DOIS MOVIMENTOS Se para o pediatra Mário Cordeiro o apelo é algo exagerado, por fazer depender o sucesso estritamente da medicação, a psicóloga Maria João Ferro acredita que há dois movimentos que podem explicar tanto o apelo de Miguel Palha como o aumento das vendas de metilfenidato e algum exagero na prescrição: “Acho que temos mais informação e as crianças que, de facto, estão bem diagnosticadas e a fazer medicação podem não progredir se o tratamento for interrompido. Por outro lado, há casos subvalorizados. A minha dúvida é se em Portugal se faz a escada toda de avaliação até à medicação.” Da mesma opinião é Linda Serrão, presidente da Associação Portuguesa de Crianças Hiperactivas. Embora acredite que o aumento das vendas não reflicta necessariamente os diagnósticos, sublinha que continuam a existir crianças bem e mal avaliadas. “Há profissionais a fazer diagnósticos aos três anos, há crianças a tomar medicação que não precisam, mas também famílias que precisavam de dar medicação aos filhos e não conseguem, por ser cara.”

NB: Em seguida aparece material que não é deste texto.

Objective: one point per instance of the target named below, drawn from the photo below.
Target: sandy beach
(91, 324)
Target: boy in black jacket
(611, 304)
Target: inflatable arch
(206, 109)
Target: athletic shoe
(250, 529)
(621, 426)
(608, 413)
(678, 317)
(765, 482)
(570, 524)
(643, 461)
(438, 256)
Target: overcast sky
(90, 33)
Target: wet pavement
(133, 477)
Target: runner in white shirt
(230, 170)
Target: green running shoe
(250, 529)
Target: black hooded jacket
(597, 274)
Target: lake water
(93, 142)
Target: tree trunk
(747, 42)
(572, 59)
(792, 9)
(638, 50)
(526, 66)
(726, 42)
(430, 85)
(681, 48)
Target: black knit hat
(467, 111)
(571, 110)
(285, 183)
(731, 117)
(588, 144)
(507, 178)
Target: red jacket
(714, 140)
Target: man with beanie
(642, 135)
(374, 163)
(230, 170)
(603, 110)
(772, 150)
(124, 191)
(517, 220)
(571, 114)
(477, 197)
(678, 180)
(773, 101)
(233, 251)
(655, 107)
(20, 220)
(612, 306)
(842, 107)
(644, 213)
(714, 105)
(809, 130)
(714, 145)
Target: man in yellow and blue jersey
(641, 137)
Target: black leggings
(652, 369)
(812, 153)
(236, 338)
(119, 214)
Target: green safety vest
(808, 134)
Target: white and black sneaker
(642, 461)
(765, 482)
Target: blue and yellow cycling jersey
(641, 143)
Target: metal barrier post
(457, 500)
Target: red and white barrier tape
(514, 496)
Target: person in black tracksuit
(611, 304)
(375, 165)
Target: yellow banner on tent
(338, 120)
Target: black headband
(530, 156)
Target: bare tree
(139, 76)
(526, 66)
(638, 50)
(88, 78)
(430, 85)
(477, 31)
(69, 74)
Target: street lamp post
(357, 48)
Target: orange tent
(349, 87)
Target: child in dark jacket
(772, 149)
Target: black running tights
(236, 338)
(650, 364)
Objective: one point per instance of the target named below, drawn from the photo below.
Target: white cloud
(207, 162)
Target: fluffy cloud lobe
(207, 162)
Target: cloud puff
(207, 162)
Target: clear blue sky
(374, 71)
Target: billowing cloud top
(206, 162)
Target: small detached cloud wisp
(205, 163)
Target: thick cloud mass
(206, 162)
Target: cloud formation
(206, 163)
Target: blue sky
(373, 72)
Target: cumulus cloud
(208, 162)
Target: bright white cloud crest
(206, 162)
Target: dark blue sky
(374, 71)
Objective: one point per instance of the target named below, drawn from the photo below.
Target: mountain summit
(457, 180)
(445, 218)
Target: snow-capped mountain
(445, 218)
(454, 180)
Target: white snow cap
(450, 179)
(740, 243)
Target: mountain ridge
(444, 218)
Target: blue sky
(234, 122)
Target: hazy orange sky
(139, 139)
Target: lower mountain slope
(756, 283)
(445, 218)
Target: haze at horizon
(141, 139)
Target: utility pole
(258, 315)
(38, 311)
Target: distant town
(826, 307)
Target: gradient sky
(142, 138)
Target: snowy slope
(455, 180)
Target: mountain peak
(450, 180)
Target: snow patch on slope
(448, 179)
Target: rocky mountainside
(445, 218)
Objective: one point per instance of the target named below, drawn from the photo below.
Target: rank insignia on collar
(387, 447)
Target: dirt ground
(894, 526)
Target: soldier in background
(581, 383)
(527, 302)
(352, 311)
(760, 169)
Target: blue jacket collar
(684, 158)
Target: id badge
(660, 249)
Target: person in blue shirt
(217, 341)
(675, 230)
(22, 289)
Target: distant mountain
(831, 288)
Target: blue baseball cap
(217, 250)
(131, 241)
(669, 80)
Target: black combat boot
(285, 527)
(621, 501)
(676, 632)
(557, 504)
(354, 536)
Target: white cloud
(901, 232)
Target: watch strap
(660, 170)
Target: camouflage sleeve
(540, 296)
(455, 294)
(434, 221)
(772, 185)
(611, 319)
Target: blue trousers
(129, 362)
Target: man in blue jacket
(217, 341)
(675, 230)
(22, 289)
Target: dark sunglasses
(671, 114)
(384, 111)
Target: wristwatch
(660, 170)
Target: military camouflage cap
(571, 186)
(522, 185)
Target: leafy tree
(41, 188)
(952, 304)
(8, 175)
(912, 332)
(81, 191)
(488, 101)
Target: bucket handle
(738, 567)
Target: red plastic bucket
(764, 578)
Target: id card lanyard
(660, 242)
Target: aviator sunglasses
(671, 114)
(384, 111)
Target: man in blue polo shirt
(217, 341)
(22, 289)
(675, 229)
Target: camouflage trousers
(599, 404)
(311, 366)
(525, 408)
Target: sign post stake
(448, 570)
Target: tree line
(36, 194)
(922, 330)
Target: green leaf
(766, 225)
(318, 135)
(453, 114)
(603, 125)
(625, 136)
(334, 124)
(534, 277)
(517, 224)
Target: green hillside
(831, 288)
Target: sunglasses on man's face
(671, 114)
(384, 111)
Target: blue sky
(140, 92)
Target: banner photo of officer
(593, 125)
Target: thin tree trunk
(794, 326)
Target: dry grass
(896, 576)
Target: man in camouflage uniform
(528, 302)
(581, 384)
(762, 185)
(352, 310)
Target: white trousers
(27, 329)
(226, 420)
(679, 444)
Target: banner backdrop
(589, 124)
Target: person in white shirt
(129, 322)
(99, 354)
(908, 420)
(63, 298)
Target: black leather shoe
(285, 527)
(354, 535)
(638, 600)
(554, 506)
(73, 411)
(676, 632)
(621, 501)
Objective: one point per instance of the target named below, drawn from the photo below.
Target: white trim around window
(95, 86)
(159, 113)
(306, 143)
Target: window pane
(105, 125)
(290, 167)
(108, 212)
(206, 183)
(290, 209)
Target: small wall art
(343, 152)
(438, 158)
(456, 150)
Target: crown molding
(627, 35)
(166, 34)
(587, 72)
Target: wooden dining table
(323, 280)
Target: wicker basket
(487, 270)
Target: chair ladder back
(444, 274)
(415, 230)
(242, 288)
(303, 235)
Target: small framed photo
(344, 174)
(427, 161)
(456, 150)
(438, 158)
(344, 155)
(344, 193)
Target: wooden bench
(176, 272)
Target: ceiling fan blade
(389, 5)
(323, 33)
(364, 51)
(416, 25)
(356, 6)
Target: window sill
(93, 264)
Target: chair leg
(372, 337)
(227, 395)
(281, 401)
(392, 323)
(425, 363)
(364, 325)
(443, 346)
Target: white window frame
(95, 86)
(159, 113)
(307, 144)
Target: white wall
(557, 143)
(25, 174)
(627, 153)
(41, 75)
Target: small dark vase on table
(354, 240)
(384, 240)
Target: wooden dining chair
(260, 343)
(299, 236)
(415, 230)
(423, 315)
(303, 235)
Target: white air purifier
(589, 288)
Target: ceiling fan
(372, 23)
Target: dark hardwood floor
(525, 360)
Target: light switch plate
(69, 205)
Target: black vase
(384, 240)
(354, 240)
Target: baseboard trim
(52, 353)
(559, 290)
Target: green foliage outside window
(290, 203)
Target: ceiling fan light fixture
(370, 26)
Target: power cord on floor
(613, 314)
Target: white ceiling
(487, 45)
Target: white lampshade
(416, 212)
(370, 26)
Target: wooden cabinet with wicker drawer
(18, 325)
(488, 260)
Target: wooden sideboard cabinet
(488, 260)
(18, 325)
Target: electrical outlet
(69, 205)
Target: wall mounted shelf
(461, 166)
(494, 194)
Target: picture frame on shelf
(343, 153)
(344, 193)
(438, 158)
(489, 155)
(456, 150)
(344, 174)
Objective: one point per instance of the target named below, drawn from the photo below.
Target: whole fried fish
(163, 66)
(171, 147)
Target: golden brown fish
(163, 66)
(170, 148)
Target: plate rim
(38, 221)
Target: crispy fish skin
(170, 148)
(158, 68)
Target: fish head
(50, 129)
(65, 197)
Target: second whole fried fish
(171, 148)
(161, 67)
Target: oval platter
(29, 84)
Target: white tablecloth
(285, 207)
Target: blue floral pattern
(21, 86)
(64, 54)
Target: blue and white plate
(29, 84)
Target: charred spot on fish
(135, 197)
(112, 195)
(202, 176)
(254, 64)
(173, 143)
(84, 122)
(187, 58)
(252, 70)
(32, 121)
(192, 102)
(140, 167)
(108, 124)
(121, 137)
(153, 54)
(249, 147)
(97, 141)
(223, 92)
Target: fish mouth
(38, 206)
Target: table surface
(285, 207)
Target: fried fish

Maria João Ferro admite que têm aumentado os pedidos de avaliação, tanto de médicos como por iniciativa dos pais. E alerta que, embora haja abordagens comportamentais importantes, há casos em que a medicação é a solução. “Estamos a falar de uma perturbação neurobiológica, com vários gradientes. Se tivermos um bom centro de desenvolvimento, tenho poucas dúvidas de que as coisas sejam mal feitas. Mas pode haver outros profissionais que os medicam por tudo e por nada.” De qualquer forma, sublinha, o aumento das crianças e jovens medicados não é um problema exclusivo do país. “Há investigações que apontam para a hereditariedade, há outras que apontam para que a falta de exercício e intelectualização da sociedade possam aumentar a agitabilidade, mas neste momento não temos uma causa para o défice de atenção e a hiperactividade. Mas são dois problemas que convém não misturar: os casos bem diagnosticados, com alterações neurobiológicas, e os meninos que se metem neste saco.”
Realidades que se misturam na prática. Para Marina, a frustração e os maus resultados dos dois filhos na escola acabam por pesar mais do que um diagnóstico fechado, com apoio dos médicos. Mas assume que é muito um problema de maturidade e de degradação das relações e dos hábitos das crianças, porque o estilo de vida mudou. Na hora da verdade, o comprimido acaba por ser mais fácil e dar mais segurança a pais e crianças.